#Ensembling Approaches
> A tutorial of ensembling approaches.
> Disclaimer : Everything present in this notebook has been taken from blogs over the internet.`

#### Scope of ensemble approaches covered

Ensemble modeling is a powerful way to improve the performance of your model. It usually pays off to apply ensemble learning over and above various models you might be building. Time and again, people have used ensemble models in competitions like Kaggle and benefited from it. Some of the ensembles covered here are below.

   - Majority Voting
   - Majority Weighted Voting
   - Simple Average
   - Weighted Average
   - Stacking Variant A
   - Stacking Variant B

![](my_icons/Slide1.GIF)

![](my_icons/Slide2.GIF)

#### Packages to import

In [None]:
from sklearn.ensemble import VotingClassifier
import pandas as pd
from sklearn.datasets import load_boston
from sklearn.model_selection import train_test_split
from sklearn.metrics import log_loss
from sklearn.ensemble import ExtraTreesRegressor
from sklearn.ensemble import RandomForestRegressor
from sklearn.pipeline import Pipeline
from sklearn.externals import joblib
from xgboost import XGBRegressor
from vecstack import StackingTransformer

![](my_icons/Slide3.GIF)

#### Voting Classifier
- In majority voting, the predicted class label for a particular sample is the class label that represents the majority (mode) of the class labels predicted by each individual classifier.
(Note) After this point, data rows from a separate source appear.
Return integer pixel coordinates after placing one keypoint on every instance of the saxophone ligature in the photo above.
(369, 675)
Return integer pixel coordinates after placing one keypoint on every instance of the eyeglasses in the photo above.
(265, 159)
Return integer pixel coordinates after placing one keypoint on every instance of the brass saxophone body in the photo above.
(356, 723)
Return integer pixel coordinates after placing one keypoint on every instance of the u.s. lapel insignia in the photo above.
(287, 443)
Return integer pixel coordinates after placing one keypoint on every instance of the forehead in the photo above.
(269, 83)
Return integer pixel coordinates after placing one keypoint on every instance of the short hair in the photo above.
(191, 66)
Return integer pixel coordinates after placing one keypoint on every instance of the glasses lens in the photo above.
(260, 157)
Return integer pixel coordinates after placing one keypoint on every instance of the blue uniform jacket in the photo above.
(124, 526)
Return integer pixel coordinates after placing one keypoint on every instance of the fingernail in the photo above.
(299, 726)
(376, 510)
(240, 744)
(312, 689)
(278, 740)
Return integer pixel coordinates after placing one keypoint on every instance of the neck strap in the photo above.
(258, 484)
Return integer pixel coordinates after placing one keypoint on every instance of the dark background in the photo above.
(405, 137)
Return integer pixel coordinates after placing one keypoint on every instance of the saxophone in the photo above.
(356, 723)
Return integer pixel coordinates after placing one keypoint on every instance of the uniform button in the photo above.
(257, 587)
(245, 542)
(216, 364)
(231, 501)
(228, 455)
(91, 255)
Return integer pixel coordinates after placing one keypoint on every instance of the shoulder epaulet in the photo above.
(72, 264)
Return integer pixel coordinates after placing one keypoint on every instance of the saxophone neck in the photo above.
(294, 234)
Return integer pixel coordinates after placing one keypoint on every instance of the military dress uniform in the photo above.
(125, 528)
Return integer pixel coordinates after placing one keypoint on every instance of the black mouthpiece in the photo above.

- E.g., if the prediction for a given sample is

    - classifier 1 -> class 1

    - classifier 2 -> class 1

    - classifier 3 -> class 2

    - the VotingClassifier (with voting='hard') would classify the sample as “class 1” based on the majority class label.

- In the cases of a tie, the VotingClassifier will select the class based on the ascending sort order. E.g., in the following scenario

    - classifier 1 -> class 2

    - classifier 2 -> class 1

    - the class label 1 will be assigned to the sample.

- In contrast to majority voting (hard voting), soft voting returns the class label as argmax of the sum of predicted  probabilities.

- Specific weights can be assigned to each classifier via the weights parameter. When weights are provided, the predicted class probabilities for each classifier are collected, multiplied by the classifier weight, and averaged. 
- The final class label is then derived from the class label with the highest average probability.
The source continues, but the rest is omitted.